Über 80 Prozent der Bevölkerung gingen am 25. September in der Autonomen Region Kurdistan im Nordirak an die Urne. 92 Prozent von ihnen haben für die Unabhängigkeit vom Irak gestimmt. Ein historischer Tag, der auch in den kurdischen Gebieten der Nachbarländer mit grossem Jubel gefeiert wurde.
Am 23. September, zwei Tage vor der Abstimmung, lande ich in Erbil, der Hauptstadt der Autonomen Region. Der Flughafen ist mit kurdischen Fahnen beflaggt, aus den Lautsprechern tönt ein altes kurdisches Widerstandslied. Auf der Fahrt zum Hotel ein Farbenmeer: Wo man auch hinblickt, an fast jedem Hochhausgerippe – und davon gibt es viele – hängt eine überdimensional grosse Fahne. An jeder Häuserwand und Mauer kleben Aufrufe, abstimmen zu gehen, die Menschen haben ihre Autos beflaggt, tragen Kleider in den kurdischen Farben.

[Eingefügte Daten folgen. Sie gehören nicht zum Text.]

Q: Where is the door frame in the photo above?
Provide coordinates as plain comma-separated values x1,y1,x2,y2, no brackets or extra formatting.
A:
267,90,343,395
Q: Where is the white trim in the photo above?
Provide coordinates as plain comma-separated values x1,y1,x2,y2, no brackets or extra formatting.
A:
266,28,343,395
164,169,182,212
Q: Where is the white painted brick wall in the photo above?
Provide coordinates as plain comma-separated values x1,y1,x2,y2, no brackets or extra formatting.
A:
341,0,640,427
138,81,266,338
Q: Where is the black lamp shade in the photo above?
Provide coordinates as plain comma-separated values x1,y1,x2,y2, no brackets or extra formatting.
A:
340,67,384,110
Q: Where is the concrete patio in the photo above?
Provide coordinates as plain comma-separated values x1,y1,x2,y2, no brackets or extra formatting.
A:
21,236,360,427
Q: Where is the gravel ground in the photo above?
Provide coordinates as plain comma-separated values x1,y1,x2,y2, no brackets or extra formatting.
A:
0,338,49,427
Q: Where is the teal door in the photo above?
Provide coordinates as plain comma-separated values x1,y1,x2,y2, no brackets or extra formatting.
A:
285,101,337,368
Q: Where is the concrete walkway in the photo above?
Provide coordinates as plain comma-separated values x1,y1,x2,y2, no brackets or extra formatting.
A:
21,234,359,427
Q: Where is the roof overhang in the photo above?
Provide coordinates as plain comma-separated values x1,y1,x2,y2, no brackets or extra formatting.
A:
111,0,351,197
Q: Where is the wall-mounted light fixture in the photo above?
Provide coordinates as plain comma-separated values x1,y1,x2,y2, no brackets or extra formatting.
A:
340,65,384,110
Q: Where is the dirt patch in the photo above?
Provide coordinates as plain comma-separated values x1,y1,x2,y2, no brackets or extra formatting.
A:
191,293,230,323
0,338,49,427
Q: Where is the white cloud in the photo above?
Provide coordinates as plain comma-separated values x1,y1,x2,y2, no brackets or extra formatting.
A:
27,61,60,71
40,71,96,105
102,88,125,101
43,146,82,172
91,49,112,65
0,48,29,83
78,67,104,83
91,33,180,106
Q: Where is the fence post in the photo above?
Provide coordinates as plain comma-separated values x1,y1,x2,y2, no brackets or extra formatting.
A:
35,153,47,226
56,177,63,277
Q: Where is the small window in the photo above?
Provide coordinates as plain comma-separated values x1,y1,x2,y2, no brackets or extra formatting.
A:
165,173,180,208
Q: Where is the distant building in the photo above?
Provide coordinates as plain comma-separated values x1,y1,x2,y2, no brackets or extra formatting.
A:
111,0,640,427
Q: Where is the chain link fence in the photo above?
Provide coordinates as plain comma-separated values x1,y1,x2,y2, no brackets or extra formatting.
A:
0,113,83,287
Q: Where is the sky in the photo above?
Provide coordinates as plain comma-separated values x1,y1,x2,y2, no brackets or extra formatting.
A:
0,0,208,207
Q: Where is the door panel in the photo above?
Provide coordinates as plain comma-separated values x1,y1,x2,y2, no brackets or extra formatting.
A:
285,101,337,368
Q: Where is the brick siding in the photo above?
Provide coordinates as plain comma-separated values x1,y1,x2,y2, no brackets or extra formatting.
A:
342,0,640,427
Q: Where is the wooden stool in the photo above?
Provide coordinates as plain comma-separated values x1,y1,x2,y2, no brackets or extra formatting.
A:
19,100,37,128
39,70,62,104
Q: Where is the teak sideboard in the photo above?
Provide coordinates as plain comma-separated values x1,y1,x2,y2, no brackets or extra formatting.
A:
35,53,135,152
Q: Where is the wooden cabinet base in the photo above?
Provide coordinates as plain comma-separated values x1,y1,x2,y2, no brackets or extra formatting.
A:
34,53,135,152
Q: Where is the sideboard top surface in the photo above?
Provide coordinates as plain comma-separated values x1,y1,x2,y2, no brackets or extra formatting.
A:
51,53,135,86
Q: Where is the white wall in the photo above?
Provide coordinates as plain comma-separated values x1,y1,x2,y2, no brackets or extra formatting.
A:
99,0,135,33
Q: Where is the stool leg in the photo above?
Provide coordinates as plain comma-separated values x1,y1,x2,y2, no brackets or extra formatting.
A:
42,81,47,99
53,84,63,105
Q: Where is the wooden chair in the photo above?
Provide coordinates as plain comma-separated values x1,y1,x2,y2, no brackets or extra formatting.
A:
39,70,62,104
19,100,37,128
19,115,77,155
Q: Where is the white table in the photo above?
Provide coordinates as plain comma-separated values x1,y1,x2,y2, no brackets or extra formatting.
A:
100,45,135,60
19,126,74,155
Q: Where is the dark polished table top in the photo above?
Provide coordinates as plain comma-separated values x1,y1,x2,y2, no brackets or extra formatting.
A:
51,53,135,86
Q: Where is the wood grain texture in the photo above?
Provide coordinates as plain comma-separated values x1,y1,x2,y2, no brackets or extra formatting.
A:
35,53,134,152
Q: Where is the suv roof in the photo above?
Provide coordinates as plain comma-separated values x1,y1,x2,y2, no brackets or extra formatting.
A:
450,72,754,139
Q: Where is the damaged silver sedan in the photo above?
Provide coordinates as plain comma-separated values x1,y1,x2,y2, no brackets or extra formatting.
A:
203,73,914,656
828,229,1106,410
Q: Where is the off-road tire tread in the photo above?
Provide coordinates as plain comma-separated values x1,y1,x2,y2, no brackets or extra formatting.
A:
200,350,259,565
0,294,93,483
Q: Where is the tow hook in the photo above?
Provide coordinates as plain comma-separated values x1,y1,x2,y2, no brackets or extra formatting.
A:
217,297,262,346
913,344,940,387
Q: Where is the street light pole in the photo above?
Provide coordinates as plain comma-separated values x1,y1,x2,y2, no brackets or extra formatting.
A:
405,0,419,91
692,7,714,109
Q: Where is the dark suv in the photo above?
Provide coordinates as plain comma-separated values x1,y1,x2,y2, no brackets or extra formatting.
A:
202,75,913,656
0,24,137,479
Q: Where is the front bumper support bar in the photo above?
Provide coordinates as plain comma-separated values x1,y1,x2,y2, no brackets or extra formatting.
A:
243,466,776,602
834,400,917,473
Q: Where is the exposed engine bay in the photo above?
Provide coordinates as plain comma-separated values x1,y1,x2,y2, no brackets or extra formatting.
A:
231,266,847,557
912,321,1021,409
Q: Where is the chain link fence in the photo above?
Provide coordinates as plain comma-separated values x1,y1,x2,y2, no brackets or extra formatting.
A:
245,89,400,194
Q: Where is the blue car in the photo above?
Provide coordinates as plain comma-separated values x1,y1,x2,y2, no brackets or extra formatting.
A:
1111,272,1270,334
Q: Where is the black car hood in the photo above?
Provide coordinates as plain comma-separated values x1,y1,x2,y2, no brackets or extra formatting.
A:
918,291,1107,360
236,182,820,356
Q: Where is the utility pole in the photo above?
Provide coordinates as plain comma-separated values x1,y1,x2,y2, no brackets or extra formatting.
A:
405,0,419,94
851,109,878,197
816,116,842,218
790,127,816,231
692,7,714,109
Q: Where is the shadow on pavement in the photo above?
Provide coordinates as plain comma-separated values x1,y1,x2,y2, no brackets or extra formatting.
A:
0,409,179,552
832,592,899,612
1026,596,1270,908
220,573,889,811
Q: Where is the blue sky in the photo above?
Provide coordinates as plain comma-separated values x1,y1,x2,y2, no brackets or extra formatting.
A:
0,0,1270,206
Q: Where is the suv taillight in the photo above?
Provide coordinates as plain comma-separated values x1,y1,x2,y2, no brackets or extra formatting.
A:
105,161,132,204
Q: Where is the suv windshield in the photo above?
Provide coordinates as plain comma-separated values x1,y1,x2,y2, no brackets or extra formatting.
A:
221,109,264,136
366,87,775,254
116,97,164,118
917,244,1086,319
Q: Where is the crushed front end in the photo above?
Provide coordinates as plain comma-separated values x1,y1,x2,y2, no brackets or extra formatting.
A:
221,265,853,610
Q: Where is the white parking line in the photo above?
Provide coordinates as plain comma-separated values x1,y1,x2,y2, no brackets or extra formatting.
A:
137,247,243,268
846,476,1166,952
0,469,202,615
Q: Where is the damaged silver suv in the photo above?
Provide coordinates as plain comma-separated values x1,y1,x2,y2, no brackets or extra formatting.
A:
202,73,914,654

Dann taucht mittendrin die israelische Fahne auf. Ich glaube, mich getäuscht zu haben, aber dem ist nicht so. Israel ist das einzige Land, welches das Referendum begrüsst. Das hat wohl mit seiner Haltung gegenüber den arabischen Ländern zu tun. Denn diese stellen sich gegen die kurdische Selbstbestimmung, die für Irak, Syrien, Iran und auch die Türkei Macht- und Gebietsverluste bedeuten würde.
Der Druck der Regierungen in Bagdad, Teheran und Ankara nimmt stündlich zu. Der irakische Ministerpräsident Haidar al-Abadi erklärt, das Referendum verstosse gegen die Verfassung des Irak und werde nicht anerkannt. Der Iran und die Türkei verstärken ihre Truppenverbände an der Grenze, die verbalen Drohungen und Beschimpfungen werden immer lauter.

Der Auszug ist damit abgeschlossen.